[SPARK-36086][SQL][3.1] CollapseProject project replace alias should use origin column name #33685

AngersZhuuuu · 2021-08-09T06:35:05Z

What changes were proposed in this pull request?

For added UT, without this patch will failed as below

[info] - SHOW TABLES V2: SPARK-36086: CollapseProject project replace alias should use origin column name *** FAILED *** (4 seconds, 935 milliseconds)
[info]   java.lang.RuntimeException: After applying rule org.apache.spark.sql.catalyst.optimizer.CollapseProject in batch Operator Optimization before Inferring Filters, the structural integrity of the plan is broken.
[info]   at org.apache.spark.sql.errors.QueryExecutionErrors$.structuralIntegrityIsBrokenAfterApplyingRuleError(QueryExecutionErrors.scala:1217)
[info]   at org.apache.spark.sql.catalyst.rules.RuleExecutor.$anonfun$execute$2(RuleExecutor.scala:229)
[info]   at scala.collection.LinearSeqOptimized.foldLeft(LinearSeqOptimized.scala:126)
[info]   at scala.collection.LinearSeqOptimized.foldLeft$(LinearSeqOptimized.scala:122)
[info]   at scala.collection.immutable.List.foldLeft(List.scala:91)
[info]   at org.apache.spark.sql.catalyst.rules.RuleExecutor.$anonfun$execute$1(RuleExecutor.scala:208)
[info]   at org.apache.spark.sql.catalyst.rules.RuleExecutor.$anonfun$execute$1$adapted(RuleExecutor.scala:200)
[info]   at scala.collection.immutable.List.foreach(List.scala:431)
[info]   at org.apache.spark.sql.catalyst.rules.RuleExecutor.execute(RuleExecutor.scala:200)
[info]   at org.apache.spark.sql.catalyst.rules.RuleExecutor.$anonfun$executeAndTrack$1(RuleExecutor.scala:179)
[info]   at org.apache.spark.sql.catalyst.QueryPlanningTracker$.withTracker(QueryPlanningTracker.scala:88)

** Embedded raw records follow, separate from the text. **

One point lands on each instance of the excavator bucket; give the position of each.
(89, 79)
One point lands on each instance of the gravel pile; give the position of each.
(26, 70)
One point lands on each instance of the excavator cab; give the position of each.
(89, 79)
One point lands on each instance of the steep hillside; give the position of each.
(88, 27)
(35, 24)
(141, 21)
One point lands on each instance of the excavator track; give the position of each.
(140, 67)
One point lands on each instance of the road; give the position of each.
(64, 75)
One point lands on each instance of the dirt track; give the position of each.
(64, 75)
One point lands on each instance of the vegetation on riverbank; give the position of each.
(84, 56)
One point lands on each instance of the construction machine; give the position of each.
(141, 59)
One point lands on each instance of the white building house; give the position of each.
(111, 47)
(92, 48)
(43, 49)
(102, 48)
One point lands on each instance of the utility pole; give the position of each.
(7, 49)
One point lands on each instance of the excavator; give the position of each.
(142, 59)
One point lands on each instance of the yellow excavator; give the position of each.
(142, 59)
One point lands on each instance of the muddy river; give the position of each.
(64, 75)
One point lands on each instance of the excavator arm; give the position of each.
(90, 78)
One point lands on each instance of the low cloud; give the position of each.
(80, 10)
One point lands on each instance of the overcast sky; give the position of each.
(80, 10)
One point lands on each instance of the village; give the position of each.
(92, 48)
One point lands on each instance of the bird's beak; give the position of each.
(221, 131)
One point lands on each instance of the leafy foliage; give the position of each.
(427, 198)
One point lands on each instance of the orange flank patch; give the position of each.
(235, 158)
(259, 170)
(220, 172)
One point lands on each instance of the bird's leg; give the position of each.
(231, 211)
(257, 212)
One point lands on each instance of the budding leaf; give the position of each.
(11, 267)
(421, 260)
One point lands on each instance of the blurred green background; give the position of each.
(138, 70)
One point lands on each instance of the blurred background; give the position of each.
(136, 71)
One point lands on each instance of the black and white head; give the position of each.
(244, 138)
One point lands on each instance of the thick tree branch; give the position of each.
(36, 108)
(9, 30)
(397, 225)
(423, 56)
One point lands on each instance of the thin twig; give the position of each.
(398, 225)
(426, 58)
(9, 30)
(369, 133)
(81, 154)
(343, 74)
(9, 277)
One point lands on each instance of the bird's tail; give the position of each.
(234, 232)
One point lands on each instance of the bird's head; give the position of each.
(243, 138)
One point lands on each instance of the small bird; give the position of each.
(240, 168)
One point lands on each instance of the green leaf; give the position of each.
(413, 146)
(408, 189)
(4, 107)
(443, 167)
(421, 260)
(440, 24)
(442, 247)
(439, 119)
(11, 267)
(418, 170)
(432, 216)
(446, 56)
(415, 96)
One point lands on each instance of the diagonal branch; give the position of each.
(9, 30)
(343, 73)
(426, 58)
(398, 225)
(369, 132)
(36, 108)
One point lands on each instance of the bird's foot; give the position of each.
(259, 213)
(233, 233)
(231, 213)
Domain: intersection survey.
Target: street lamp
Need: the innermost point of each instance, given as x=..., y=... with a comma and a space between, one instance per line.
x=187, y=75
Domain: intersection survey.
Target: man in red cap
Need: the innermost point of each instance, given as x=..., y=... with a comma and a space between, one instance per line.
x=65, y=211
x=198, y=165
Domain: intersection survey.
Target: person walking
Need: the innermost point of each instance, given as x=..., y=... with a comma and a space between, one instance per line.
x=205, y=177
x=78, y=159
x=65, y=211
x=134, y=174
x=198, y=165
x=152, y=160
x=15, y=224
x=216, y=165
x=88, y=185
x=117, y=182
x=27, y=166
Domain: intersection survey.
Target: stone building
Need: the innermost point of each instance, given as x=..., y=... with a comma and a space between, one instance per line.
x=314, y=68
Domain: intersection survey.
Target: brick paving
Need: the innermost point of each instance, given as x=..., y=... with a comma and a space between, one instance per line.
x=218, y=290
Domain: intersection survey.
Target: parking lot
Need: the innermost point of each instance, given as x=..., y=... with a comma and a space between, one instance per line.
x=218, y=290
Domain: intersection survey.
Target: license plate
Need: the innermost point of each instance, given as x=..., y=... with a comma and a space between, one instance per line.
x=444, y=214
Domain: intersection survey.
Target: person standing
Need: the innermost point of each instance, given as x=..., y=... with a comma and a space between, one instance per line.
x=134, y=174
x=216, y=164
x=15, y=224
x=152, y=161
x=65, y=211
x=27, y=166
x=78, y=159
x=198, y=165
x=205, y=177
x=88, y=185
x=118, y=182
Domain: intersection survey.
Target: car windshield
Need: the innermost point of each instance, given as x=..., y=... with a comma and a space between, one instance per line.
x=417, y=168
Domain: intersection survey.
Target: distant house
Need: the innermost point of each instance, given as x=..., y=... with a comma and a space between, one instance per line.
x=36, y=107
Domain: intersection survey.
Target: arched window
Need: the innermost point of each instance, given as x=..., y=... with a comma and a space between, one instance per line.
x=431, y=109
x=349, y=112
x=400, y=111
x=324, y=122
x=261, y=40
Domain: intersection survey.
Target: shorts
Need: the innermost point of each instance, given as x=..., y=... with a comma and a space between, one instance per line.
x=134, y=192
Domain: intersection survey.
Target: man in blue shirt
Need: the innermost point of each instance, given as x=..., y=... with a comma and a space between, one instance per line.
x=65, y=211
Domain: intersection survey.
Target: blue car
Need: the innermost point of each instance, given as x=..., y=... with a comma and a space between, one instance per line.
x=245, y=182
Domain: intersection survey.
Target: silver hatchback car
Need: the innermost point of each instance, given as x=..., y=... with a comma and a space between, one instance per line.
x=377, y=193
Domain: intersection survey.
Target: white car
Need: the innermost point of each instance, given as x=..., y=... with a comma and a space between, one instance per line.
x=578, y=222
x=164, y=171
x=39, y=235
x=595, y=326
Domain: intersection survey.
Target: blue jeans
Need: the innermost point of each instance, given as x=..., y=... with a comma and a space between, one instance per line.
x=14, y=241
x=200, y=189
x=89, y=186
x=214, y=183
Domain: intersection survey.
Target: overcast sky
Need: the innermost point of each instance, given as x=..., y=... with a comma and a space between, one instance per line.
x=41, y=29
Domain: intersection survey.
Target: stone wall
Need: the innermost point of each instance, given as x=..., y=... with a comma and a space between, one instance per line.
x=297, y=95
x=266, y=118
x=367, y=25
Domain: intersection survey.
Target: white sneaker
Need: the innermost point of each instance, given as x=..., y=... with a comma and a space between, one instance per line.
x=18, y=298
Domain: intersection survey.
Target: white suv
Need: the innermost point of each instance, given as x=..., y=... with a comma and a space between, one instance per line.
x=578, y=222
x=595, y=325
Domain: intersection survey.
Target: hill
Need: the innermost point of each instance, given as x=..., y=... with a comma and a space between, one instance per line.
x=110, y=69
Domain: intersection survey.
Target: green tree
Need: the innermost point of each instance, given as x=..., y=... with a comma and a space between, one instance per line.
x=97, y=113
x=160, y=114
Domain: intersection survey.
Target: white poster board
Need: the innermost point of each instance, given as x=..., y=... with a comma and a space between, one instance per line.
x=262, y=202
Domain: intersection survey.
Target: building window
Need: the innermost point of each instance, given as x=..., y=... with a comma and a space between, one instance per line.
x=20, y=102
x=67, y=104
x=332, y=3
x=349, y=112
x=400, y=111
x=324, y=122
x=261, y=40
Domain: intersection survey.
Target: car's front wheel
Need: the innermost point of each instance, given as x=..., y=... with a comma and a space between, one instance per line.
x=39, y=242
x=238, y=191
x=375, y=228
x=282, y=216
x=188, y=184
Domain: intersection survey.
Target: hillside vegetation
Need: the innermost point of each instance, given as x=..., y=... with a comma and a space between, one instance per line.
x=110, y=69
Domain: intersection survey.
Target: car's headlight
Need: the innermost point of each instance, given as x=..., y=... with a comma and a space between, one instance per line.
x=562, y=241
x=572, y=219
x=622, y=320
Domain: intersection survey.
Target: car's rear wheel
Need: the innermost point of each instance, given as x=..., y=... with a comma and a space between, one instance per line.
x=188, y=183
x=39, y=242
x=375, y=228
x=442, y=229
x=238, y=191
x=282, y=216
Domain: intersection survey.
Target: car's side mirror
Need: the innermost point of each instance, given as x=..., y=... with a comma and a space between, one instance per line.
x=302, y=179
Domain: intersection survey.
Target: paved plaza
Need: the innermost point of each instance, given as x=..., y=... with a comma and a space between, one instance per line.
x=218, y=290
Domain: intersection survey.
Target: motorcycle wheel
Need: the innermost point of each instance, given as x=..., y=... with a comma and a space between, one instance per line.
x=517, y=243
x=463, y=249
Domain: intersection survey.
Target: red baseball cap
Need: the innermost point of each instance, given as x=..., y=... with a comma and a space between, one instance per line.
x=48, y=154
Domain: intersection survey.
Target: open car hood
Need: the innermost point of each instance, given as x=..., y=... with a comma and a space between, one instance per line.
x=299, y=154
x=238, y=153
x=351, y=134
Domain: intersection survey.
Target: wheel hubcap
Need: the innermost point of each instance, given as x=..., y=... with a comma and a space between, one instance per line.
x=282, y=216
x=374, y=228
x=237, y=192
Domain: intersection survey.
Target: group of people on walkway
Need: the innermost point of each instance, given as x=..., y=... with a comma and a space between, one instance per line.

CollapseProject project replace alias should use origin column name

Why are the changes needed?

Fix bug

Does this PR introduce any user-facing change?

No

How was this patch tested?

Added UT

…rigin column name

AngersZhuuuu · 2021-08-09T06:42:44Z

FYI @cloud-fan

SparkQA · 2021-08-09T07:05:45Z

Test build #142212 has started for PR 33685 at commit e06f441.

SparkQA · 2021-08-09T07:56:11Z

Kubernetes integration test starting
URL: https://amplab.cs.berkeley.edu/jenkins/job/SparkPullRequestBuilder-K8s/46725/

SparkQA · 2021-08-09T08:33:08Z

Kubernetes integration test status success
URL: https://amplab.cs.berkeley.edu/jenkins/job/SparkPullRequestBuilder-K8s/46725/

AmplabJenkins · 2021-08-09T08:33:13Z

Refer to this link for build results (access rights to CI server needed):
https://amplab.cs.berkeley.edu/jenkins//job/SparkPullRequestBuilder-K8s/46725/

cloud-fan · 2021-08-09T08:42:06Z

thanks, merging to 3.1!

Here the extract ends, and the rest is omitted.